Parênteses

Acho que herdei esse jeito com as palavras, o gosto pela poesia e pelo belo da minha avó Severina; retirante de Alagoas, analfabeta e temente a Deus. Ensinou-me a beber água da chuva, pois tudo o que vinha do céu era sagrado; a rezar o terço e a ir à missa todos os domingos. Fez de sua vida a resignação personificada de que tudo o que lhe foi imposto; aceitou cada fardo como obra divina e o carregou com a mesma força e disposição que a vida lhe dera desde os primeiros dias.

Minha avó não sabia ler, mas declamava poemas que aprendera de ouvido e contava estórias como ninguém.

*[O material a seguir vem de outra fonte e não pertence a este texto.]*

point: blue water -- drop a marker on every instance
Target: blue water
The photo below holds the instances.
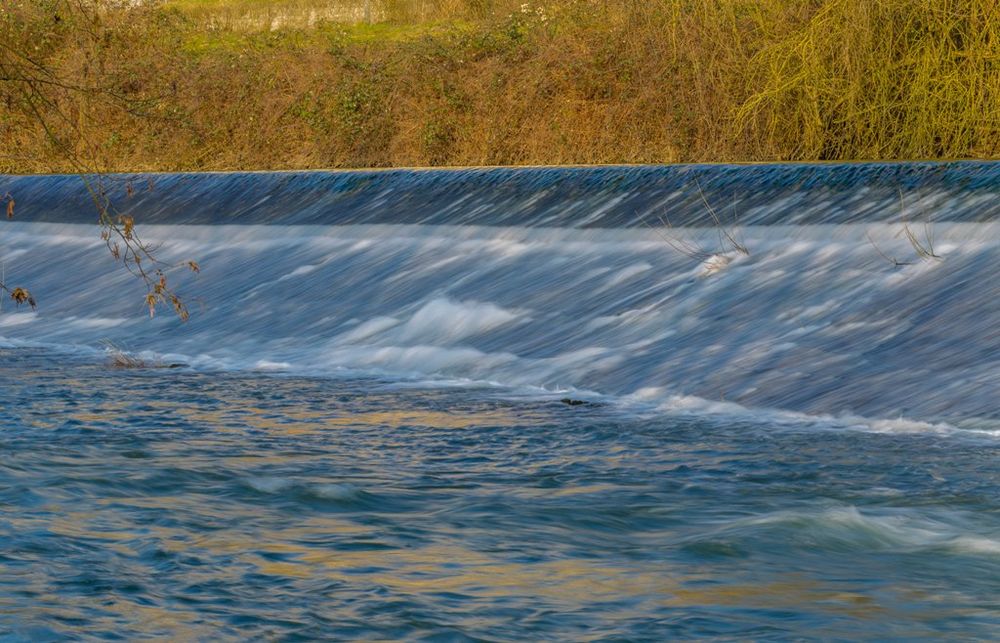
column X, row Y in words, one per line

Talvez se pudesse tê-las lido não teriam tamanha paixão, tamanha riqueza de detalhes.

Sabia as operações matemáticas sem ninguém tê-la ensinado; acho que foi obra da sua divina inteligência. Perfeccionista, tudo precisava estar muito limpo e no lugar. Preguiça era uma palavra que não existia em seu vocabulário e, mesmo tão curvada, trabalhou incessantemente até os seus últimos dias.

O amor era seu traje preferido. Amava indiscriminadamente o seu semelhante e, por isso, foi e ainda é tão amada. Amava a natureza como ninguém, mesmo sendo esse contato restrito ao pequeno jardim; quando ‘aguava’ suas plantas, era o momento mágico em que mantinha longas conversas com elas, que sempre lhe retribuíam em beleza e viço.

Costurava muito bem, mas só fazia roupas para bonecas; verdadeiros modelos, confeccionados com esmero acabamento e caimento. Passava horas em sua máquina de costura à mão, não tão obsoleta para sua necessidade . Fazia tudo de retalhos; acho que era uma forma de reconstituir o partido, o quebrado, e juntá-los novamente, dando-lhes uma forma nova, repleta de luz e amor.

Minha avó foi uma alma rara com quem tive o privilégio de conviver. Eu fui, muitas vezes, sua professora, pois ela queria muito aprender a ler e a escrever, pelo menos o seu nome. Eu tinha oito ou nove anos e ensaiava com ela os primeiros passos da minha maior aptidão. Mas o que jamais sonhara nesses momentos, é que a grande lição eu aprenderia com ela, com seu exemplo de amor, que mantém aquecido o meu coração desde a sua partida.

Minha avó Severina, no nome e na vida, ensinou-me a amar o belo, a compreender melhor as diferenças e a conviver com elas; a ser mais tolerante, a amar a natureza, a cultivar Deus no coração e a apreciar a poesia.

Por isso, abro um parênteses neste momento e faço uma pequena homenagem àquela com quem troquei poemas em tantas cartas, recheadas da poesia de viver e que sempre faziam nossos olhos navegarem em lágrimas de saudade.

‘Senhora Sant’Anna subiu aos montes,

por onde ela andou deixou uma fonte;

Os anjos desceram e beberam água dela

_Ó água tão doce, senhora tão bela!’

Um dos versos que minha avó costumava recitar, cuja autoria desconheço.